In view of complaint of violation of principles of natural justice, which was apparently not there in the case of the Debasish Moulik (supra), this Court is of the view that the writ application can be entertained by this Court.
It is true, as argued by Mr. Nizamuddin, that unlike Section 127, Section 220(6) of the Income Tax Act, 1961 does not expressly provide for opportunity of hearing. However, rejecting the prayer of an assessee not to be treated as in default, pending disposal of the appeal, undoubtedly has serious civil consequences. The requirement to comply with principles of natural justice is to be read into Section 220(6) of the Income Tax Act, 1961.
The next question is whether post-decisional hearing would amount to sufficient compliance with principles of natural justice. It is well settled that ordinarily pre-decisional hearing is an essential requirement of natural justice, and can only be dispensed with when there is grave urgency for action. Post-decisional hearing is never as effective as pre-decisional hearing, for once a decision has been taken, there is a tendency to uphold the decision that has been taken. Recourse may be taken to post-decisional hearing only in exceptionally emergent cases where pre-decisional hearing cannot be given. For example, when there is requirement for some kind of immediate action.
This Court is of the view that a decision under Section 220(6) has to be taken in compliance with principles of natural justice after giving the petitioner a reasonable opportunity of hearing and a reasoned order is required to be passed.
A perusal of Section 220(6) of the Income Tax reveals that power has been conferred on the assessing officer to treat an assessee as not being in default in respect of the amount in dispute in the appeal, subject to such conditions as he might think fit to impose in the circumstances of the case.
The prayer of the petitioner requesting the assessing officer to keep collection of the impugned demand in abeyance, is misconceived. The assessing officer does not have the power to stay a demand.
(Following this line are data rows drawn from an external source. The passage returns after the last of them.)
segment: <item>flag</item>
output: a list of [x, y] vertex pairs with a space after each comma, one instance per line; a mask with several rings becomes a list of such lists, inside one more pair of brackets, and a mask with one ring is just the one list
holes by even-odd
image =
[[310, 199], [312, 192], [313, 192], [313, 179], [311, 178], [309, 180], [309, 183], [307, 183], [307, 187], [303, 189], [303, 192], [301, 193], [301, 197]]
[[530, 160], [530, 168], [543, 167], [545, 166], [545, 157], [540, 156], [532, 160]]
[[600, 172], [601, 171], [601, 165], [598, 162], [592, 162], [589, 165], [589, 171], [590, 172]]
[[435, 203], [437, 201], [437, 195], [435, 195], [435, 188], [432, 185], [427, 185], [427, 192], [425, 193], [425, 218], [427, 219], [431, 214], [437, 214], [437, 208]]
The Assessing Officer might only treat an assessee as not being in default in respect of the amount in dispute in appeal, subject to such conditions as he might deem fit and proper. The Assessing Officer cannot stay the impugned demand or keep the impugned demand in abeyance. However, even though the prayers may not have been properly worded, it was open to the assessing officer to grant relief in accordance with the aforesaid section.
The impugned order, which is in flagrant violation of principles of natural justice, is set aside and quashed. The application of the petitioner under Section 220(6) of the Income Tax Act, 1961 shall be decided afresh upon giving the petitioner an opportunity of hearing and a reasoned decision shall be taken. The decision shall be communicated to the petitioner within a week thereof. Needless to mention that in the event the application is allowed, it will be open to the assessing officer to impose such conditions, as he might deem fit and proper. The Assessing Officer shall decide the application expeditiously. Pending disposal of the application, the petitioners are restrained from transferring, disposing of, alienating or encumbering any of their assets.
Affidavits not having been called for, the allegations in the writ petition, shall be deemed not to have been admitted.
The writ petition is disposed of.
Urgent certified photostat copy of this order, if applied for, be supplied to the parties subject to compliance of all requisite formalities.